A Prefect Melding of 18th Century and Modern Life

In the Gem at Little Rest, also known as the Baker Greene Home, the kitchen occupies a place of rare continuity. It is a room where the architecture of the late eighteenth century meets the quiet necessities of modern life, each held in balance with a kind of reverence for the home’s long history. Built in 1788, when the work of the day was measured by hand and hearth, this kitchen remains—still—the beating heart of the house.


Here, the craftsmanship of early New England is present in nearly every surface. The counters, fashioned from wide pumpkin pine boards, carry the warm, mellow glow that only centuries of use can produce. Along the far wall stretches a remarkable artifact: Baker Greene’s own original work top, transformed into the long counter that anchors the room. Its grain, its worn edges, its gentle unevenness have preserved the story of a man whose hands shaped both bread and history in this very space.


The cabinet doors, also crafted from eighteenth-century pumpkin pine, open with the soft creak of age, their iron strap hinges echoing the simplicity and sturdiness of colonial design. These are not merely cupboards; they are remnants of a time when construction meant intention, when wood was chosen not for its perfection but for its lasting character.

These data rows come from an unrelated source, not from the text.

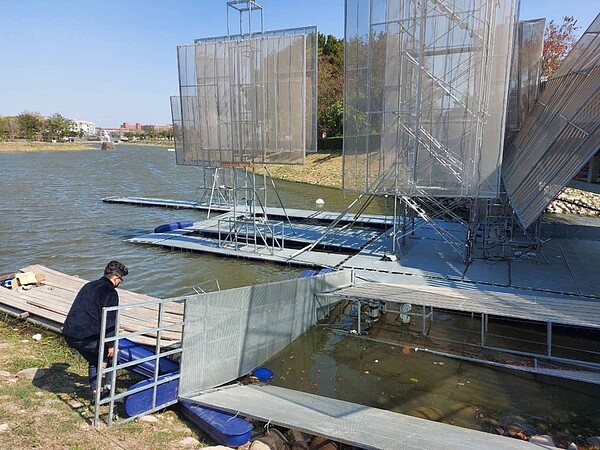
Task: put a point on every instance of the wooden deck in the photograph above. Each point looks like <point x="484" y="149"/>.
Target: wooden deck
<point x="48" y="304"/>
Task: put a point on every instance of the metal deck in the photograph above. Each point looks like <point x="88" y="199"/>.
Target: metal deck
<point x="557" y="310"/>
<point x="350" y="423"/>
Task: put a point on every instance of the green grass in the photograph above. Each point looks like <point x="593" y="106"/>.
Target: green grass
<point x="53" y="412"/>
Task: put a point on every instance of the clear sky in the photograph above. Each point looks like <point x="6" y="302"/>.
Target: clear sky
<point x="115" y="61"/>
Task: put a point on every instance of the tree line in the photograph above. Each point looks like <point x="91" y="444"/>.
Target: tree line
<point x="33" y="126"/>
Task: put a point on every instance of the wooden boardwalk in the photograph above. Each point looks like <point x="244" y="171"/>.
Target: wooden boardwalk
<point x="48" y="304"/>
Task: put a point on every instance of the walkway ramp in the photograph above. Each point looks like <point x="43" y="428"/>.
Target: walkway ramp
<point x="48" y="304"/>
<point x="350" y="423"/>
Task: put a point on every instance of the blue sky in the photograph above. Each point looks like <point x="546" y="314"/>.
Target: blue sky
<point x="114" y="61"/>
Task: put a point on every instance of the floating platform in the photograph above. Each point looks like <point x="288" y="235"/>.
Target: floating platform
<point x="267" y="240"/>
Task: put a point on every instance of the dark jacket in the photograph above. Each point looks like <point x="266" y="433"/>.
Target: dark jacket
<point x="85" y="316"/>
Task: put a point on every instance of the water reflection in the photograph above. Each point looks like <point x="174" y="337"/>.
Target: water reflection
<point x="424" y="385"/>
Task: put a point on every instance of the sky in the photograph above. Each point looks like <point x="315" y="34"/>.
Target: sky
<point x="115" y="61"/>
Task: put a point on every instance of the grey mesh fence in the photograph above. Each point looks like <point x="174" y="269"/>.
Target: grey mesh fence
<point x="425" y="95"/>
<point x="524" y="75"/>
<point x="229" y="333"/>
<point x="562" y="133"/>
<point x="248" y="99"/>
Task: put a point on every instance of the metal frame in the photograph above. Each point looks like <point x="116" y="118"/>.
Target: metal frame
<point x="425" y="96"/>
<point x="160" y="351"/>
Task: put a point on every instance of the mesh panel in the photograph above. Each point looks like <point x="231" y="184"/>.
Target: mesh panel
<point x="562" y="133"/>
<point x="525" y="75"/>
<point x="248" y="99"/>
<point x="229" y="333"/>
<point x="425" y="93"/>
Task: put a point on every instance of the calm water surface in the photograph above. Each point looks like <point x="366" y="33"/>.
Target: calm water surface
<point x="51" y="213"/>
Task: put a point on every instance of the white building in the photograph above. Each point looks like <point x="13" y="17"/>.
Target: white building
<point x="83" y="126"/>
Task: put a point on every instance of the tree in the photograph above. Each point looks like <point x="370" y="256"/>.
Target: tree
<point x="30" y="124"/>
<point x="558" y="42"/>
<point x="9" y="127"/>
<point x="57" y="127"/>
<point x="331" y="85"/>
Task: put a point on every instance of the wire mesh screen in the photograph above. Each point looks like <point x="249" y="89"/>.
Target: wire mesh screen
<point x="425" y="95"/>
<point x="562" y="133"/>
<point x="229" y="333"/>
<point x="524" y="75"/>
<point x="248" y="99"/>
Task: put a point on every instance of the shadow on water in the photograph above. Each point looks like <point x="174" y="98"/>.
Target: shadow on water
<point x="55" y="217"/>
<point x="421" y="384"/>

Light enters through multipaned windows that have watched the seasons change for more than two hundred years. The black-painted trim, bold and historic, frames each view like a portrait: leaves falling in autumn, snow gathering in winter, the long and welcome light of spring and summer. Under these windows, the counters invite both work and reflection, offering space for preparing a meal or simply pausing to take in the landscape beyond.

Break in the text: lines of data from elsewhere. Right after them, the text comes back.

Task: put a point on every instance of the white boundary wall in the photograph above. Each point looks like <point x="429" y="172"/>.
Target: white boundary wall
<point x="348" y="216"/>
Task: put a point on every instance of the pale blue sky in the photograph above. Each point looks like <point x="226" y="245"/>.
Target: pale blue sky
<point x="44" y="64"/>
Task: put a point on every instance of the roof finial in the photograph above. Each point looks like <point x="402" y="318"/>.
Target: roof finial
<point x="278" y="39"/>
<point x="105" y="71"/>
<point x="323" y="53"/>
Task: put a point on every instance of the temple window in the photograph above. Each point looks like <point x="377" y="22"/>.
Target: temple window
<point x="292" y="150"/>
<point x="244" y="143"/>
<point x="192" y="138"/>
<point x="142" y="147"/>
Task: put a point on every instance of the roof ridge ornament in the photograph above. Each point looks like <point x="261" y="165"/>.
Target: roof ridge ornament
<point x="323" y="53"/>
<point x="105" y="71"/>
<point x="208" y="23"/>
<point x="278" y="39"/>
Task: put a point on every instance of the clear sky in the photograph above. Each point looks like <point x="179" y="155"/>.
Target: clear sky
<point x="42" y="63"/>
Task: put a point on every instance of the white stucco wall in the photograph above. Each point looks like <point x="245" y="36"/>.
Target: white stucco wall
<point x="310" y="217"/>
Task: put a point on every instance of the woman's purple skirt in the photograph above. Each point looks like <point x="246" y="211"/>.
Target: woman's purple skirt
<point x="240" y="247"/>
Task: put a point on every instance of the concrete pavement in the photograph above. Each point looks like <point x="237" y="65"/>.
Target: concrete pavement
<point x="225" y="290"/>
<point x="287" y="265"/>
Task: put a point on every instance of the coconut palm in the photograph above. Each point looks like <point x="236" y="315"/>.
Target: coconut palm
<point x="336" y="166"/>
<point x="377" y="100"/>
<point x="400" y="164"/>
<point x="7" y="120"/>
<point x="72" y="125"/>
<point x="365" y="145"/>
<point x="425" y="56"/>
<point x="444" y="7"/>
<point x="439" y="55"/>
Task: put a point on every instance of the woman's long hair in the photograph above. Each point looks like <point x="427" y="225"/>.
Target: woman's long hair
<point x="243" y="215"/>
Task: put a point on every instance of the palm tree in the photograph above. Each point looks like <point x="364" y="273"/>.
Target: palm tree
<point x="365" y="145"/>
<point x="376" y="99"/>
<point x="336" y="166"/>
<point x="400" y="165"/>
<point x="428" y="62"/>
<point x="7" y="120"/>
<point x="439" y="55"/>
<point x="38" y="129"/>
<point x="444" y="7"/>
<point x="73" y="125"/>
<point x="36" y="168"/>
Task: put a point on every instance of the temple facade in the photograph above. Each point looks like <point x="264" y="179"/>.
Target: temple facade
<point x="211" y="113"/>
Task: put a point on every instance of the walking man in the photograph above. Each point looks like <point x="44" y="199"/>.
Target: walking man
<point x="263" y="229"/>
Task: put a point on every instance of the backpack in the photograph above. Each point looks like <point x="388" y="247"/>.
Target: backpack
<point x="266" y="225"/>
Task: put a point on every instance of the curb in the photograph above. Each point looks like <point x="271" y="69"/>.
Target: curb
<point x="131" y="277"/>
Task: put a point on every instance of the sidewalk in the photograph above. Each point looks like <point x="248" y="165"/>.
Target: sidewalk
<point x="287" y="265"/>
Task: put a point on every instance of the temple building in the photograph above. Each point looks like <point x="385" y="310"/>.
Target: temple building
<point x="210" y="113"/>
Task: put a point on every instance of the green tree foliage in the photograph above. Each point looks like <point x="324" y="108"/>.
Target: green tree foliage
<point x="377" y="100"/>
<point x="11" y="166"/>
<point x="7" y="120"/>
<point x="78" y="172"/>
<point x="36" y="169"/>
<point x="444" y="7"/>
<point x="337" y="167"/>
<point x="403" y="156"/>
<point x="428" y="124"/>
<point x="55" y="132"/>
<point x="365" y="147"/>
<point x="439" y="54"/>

At the room’s center stands a broad wooden island, substantial and warm to the touch. It is the gathering point of the modern kitchen, echoing the worktables of the eighteenth century where families convened without ceremony. Above it hangs a colonial-style chandelier, its candle-shaped bulbs casting a familiar, amber glow that softens the room and recalls the rhythm of life before electricity.

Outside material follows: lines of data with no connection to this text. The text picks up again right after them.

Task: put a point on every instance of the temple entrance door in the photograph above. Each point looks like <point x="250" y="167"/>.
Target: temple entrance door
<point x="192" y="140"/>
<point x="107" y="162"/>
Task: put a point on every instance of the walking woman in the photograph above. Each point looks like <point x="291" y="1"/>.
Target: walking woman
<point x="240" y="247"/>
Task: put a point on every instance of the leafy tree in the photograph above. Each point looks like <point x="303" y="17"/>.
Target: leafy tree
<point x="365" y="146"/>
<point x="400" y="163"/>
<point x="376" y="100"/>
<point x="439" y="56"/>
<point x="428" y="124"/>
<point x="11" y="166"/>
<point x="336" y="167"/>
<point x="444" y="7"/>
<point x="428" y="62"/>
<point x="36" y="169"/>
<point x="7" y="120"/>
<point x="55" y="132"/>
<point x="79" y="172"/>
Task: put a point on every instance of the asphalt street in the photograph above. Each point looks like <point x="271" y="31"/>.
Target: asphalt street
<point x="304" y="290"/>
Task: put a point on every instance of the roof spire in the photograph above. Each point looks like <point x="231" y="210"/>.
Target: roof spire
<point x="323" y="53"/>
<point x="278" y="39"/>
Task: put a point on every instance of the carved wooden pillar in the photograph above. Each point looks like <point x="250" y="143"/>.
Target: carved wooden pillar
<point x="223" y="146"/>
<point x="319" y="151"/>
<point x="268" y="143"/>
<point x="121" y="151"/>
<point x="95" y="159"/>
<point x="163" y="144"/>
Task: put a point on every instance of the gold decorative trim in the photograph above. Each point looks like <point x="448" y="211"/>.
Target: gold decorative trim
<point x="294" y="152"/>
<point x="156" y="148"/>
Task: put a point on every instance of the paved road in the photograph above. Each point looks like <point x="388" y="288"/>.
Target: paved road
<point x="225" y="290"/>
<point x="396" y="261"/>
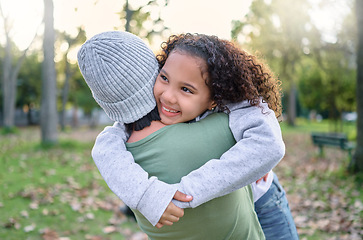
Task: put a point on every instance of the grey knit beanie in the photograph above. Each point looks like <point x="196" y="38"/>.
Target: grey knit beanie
<point x="120" y="70"/>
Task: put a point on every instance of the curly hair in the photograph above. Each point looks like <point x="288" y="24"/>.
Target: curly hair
<point x="233" y="74"/>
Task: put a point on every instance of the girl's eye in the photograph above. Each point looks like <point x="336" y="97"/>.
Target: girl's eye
<point x="185" y="89"/>
<point x="164" y="78"/>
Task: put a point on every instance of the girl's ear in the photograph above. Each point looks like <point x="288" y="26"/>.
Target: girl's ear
<point x="212" y="106"/>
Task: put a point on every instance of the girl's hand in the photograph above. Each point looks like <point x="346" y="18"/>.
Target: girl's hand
<point x="264" y="178"/>
<point x="173" y="213"/>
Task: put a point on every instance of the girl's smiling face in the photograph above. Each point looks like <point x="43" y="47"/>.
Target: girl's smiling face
<point x="180" y="89"/>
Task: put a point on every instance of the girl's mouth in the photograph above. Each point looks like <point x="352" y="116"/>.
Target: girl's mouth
<point x="169" y="110"/>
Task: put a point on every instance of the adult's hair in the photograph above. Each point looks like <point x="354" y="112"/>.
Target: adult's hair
<point x="233" y="74"/>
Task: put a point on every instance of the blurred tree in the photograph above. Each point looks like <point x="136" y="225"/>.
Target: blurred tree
<point x="280" y="30"/>
<point x="48" y="111"/>
<point x="28" y="88"/>
<point x="10" y="71"/>
<point x="138" y="19"/>
<point x="68" y="68"/>
<point x="357" y="161"/>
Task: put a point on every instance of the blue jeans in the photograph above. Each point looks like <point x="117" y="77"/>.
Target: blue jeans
<point x="274" y="214"/>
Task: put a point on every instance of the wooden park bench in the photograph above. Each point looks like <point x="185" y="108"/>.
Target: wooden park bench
<point x="338" y="140"/>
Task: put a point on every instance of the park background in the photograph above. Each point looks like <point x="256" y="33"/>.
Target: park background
<point x="51" y="188"/>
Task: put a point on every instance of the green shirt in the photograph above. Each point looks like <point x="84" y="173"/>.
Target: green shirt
<point x="175" y="150"/>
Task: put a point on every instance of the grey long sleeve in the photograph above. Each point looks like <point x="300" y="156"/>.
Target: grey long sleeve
<point x="126" y="178"/>
<point x="258" y="150"/>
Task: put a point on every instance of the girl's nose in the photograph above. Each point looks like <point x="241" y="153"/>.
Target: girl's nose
<point x="169" y="96"/>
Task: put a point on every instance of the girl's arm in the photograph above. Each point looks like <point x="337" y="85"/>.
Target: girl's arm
<point x="126" y="178"/>
<point x="258" y="149"/>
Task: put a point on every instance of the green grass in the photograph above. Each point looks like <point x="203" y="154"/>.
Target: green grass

And then there is the baker’s nook—an ingenious marriage of past and present. Once part of the original food-preparation area, this recessed alcove now holds the home’s modern oven, cleverly concealed so that its function serves the household while its appearance maintains the integrity of the centuries-old architecture. In this space, the contemporary world steps politely behind the craftsmanship of another era, allowing the kitchen to remain true to its origins.

Knives hang neatly along the wall, cast-iron pans rest from sturdy pegs, and light wavers softly through perforated tin sconces—all elements that speak to an earlier way of living, yet still feel perfectly at home in this restored and working kitchen.


In the Baker Greene Home, the kitchen is more than a place to cook. It is a testament to continuity, a space where the past is not preserved under glass but lived with and built upon. Here, among the broad pine boards and hand-wrought hinges, one senses the enduring truth of early American homes: that life’s simplest acts—preparing food, sharing warmth, gathering with loved ones—are the ones that tie generations together.